Mais surtout, Pierre Rosenberg s’est fait le champion de la vocation encyclopédique du Louvre, qui n’avait jamais été affirmée avec autant de vigueur. "Nous devons tenter, déclarait-il à l’Express en 1983, au moment où le Grand Louvre en était encore au stade de la préfiguration, de présenter un panorama complet de la peinture, de ses origines jusqu’au milieu du XIXe siècle."

Ce qui devait le conduire à une politique d’achat audacieuse, parfois contestée, comme dans le cas du "Gentilhomme sévillan" de Murillo, de la succession Canson. Infatigable, l’homme à l’écharpe rouge écume les salles de vente, les bureaux de douane, les galeries aux quatre coins du monde, fréquente assidûment les collectionneurs.

Fin connaisseur du marché de l’art, défenseur des collections publiques, il ne mâche pas ses mots pour critiquer la politique des pouvoirs publics dans ce domaine. Dans Le Journal des Arts (n° 5, juillet-août), il avait co-signé avec Françoise Cachin – devenue depuis directeur des Musées de France – un texte déplorant que "de tous les pays européens, la France soit le seul à ne plus disposer d’une véritable protection de son patrimoine artistique". Il formulait diverses propositions pour "protéger le patrimoine privé et enrichir les collections publiques".

Raisonnable et passionné
Raisonnable, Pierre Rosenberg n’en est pas moins un joueur passionné, toujours soucieux d’anticiper les changements de goût, plus préoccupé encore de séduire ses pairs et le public. Qualités unanimement reconnues de Paris à New York, et qui en font, comme on dit, un homme de son temps. L’époque, naturellement, plébiscite volontiers la verve et la rhétorique de la passion, associées à une vision pacifiée et réconfortante de l’histoire de l’art.

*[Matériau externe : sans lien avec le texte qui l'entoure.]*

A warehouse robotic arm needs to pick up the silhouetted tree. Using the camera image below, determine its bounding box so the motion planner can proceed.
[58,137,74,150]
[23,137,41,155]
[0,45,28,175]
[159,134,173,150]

Après l’aventure du Musée d’Orsay, Michel Laclotte avait accompagné ces dix dernières années la gestation et la mise en œuvre du Grand Louvre, qui a consacré les ambitions culturelles de la Présidence de la République.

Au-delà de la question du déploiement des collections, Michel Laclotte fut aussi l’artisan d’une politique volontariste qui cherchait à rendre ce lieu prestigieux aussi vivant que possible. Conférences, cinéma, concerts ont prolongé le parcours du visiteur dans une dimension à la fois ludique et pédagogique. Nommé directeur du futur Institut d’art qui ouvrira ses portes d’ici quelques années dans les locaux de la Bibliothèque Nationale, Michel Laclotte aura la délicate mission de réconcilier le monde du musée et de l’université.

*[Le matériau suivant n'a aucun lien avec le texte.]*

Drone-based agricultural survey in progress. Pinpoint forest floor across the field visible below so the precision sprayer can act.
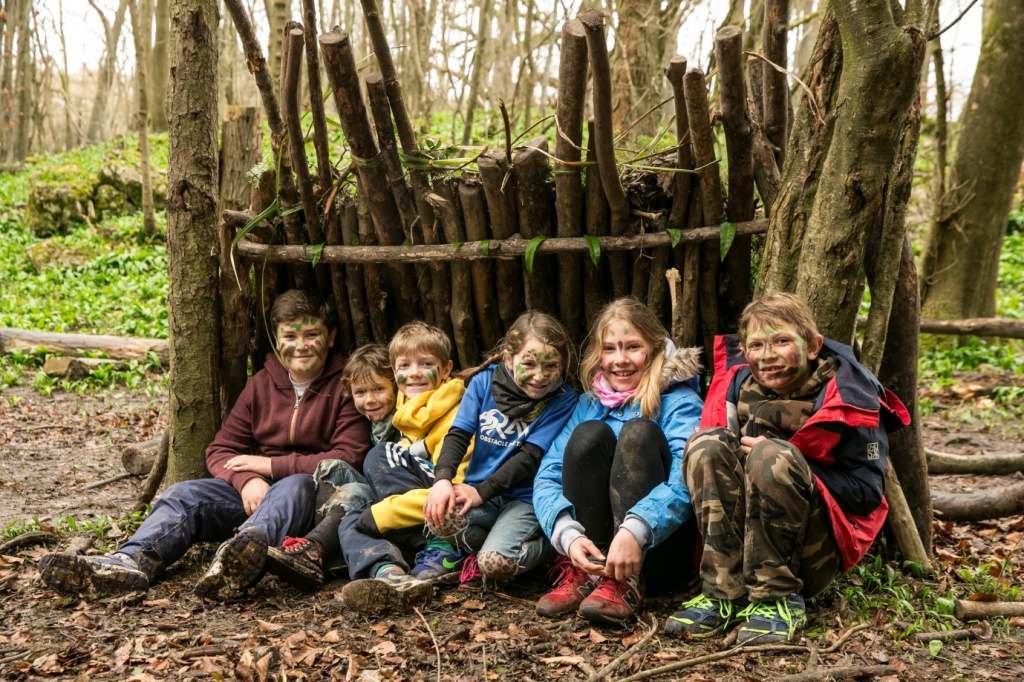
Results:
[0,373,1024,682]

Le redéploiement se poursuit cet automne au Musée du Louvre : 450 sculptures italiennes, espagnoles et nordiques (dont presque le tiers sortent directement des réserves) trouveront leur place sur près de 2000 m2 dans l’aile Denon, le long de la Seine. Du Ve siècle au XIXe, on y découvrira, entre autres chefs-d’œuvre, ceux de Donatello, Le Bernin, Michel-Ange, Canova.

Par ailleurs, les façades de la cour Napoléon et de la cour Carrée bénéficient d’une mise en lumière permanente conçue et réalisée par Électricité de France.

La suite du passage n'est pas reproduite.